Towards the Photonic Solar Cell - In-Situ Defect Characterization in Metal-Halide Perovskites

The transformation of our energy economy from a fossil-fuel based system to a solar-energy based one is one of the major challenges of this century. Only such a transformation will allow for a sustainable life style and secure equal opportunities for the generations to come. One important pillar of this transformation is efficient and low-cost photovoltaics with a small ecological footprint. Recently, the pool of available technologies (mainly silicon solar cells) have been enlarged by a newcomer to the photovoltaic field: Perovskites. Solar cells based on these perovskite materials have reached similarly high efficiencies than silicon solar cells, however, so far on the lab scale only. Perovskite solar cells require little material and are simple to process. These properties make them promising contenders for the large-scale photovoltaic market. However, long-term stability issues are still a big challenge. Additionally, there is room for further efficiency improvements.
This project focusses on the physics of these solar cells, and in particular on electronic defects that are a source of performance losses. Origins of these defects could be surfaces, crystal defects, grain boundaries, or impurities. The objectives of this projects are to better characterize the role of these defects on the photovoltage of the solar cell. This goal is achieved by combining numerical modelling and experimental data, for instance to better comprehend the transient photovoltage signal. To better understand the role of (unintentional and unwanted) impurities, an approach has been selected to systematically introduce a certain impurity with a controlled concentration.
During this project, it has been found that certain impurities are highly relevant. Furthermore, common characterization methods have been critically evaluated.
A second part of this project is dedicated to a further major drawback of the common high-efficiency perovskite solar cells: They contain the toxic element lead. This project started looking into the defect physics of alternative materials (double perovskites).

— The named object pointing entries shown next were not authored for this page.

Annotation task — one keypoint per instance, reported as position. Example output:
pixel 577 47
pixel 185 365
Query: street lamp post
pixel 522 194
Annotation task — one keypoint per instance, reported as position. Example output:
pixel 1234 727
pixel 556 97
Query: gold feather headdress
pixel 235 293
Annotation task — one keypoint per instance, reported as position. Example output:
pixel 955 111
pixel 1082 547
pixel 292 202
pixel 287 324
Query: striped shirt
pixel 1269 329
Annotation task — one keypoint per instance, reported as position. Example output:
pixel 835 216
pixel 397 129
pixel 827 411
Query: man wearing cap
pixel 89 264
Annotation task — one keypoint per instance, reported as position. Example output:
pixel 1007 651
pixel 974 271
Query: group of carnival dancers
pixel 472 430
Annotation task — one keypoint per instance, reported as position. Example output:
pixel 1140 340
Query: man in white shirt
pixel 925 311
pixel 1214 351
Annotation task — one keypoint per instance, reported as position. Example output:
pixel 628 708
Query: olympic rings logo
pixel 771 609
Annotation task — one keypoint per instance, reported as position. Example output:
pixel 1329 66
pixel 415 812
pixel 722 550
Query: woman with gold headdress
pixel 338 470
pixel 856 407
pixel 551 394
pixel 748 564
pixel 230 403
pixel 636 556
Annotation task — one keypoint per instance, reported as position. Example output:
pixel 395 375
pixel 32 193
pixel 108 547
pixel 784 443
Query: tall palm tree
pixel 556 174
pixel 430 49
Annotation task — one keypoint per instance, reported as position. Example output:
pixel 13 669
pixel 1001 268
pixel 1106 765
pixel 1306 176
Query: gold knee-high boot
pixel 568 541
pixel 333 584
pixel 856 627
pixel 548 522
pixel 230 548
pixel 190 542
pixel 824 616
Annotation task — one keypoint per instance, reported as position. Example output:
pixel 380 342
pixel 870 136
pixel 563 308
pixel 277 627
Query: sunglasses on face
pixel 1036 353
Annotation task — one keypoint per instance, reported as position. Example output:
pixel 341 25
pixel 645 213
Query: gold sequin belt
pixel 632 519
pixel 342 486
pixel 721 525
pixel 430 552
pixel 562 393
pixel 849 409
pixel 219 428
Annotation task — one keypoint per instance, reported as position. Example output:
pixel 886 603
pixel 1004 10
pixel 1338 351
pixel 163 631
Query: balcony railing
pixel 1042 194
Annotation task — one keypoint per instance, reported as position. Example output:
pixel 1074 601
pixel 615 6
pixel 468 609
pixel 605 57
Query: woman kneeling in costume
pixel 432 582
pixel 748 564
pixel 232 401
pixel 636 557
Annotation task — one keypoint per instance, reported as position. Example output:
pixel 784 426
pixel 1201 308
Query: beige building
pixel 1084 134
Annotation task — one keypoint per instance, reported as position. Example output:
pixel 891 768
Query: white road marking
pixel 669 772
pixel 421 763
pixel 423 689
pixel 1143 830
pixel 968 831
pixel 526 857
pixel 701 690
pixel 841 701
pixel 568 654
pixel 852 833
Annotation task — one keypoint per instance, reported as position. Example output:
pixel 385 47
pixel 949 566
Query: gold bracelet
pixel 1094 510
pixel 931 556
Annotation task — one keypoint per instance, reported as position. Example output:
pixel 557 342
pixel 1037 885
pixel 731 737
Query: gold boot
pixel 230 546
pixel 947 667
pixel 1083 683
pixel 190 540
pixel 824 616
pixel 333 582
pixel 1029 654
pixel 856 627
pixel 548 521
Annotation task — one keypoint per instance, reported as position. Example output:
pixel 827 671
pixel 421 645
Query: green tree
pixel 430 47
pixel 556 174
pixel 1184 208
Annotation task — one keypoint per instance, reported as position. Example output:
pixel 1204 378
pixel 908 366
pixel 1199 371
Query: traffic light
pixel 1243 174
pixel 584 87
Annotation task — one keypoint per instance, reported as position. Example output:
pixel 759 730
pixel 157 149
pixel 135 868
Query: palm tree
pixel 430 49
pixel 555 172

During the ten months of the project, research and teaching tasks have been performed. Based on the gained expertise, insights have been disseminated in conference talks and lectures to students. A study has been performed and published regarding transient photovoltage measurements on perovskite solar cells with varied defect concentrations, introduced by Bismuth impurities. Initial characterization of absorption and luminescence properties of lead-free double perovskites have been performed to better understand the so-far low performance of these systems.

The project gave insights on how to better characterize defects in perovskite solar cells. As defects are limiting device performance, the project results constitute a contribution towards a commercialization of this technology. Furthermore, initial investigations on loss mechanisms of lead-free alternatives have been undertaken. A breakthrough in these less-toxic materials might bring this photovoltaic technology closer to a real “green” technology, which is, however, still a long way to go.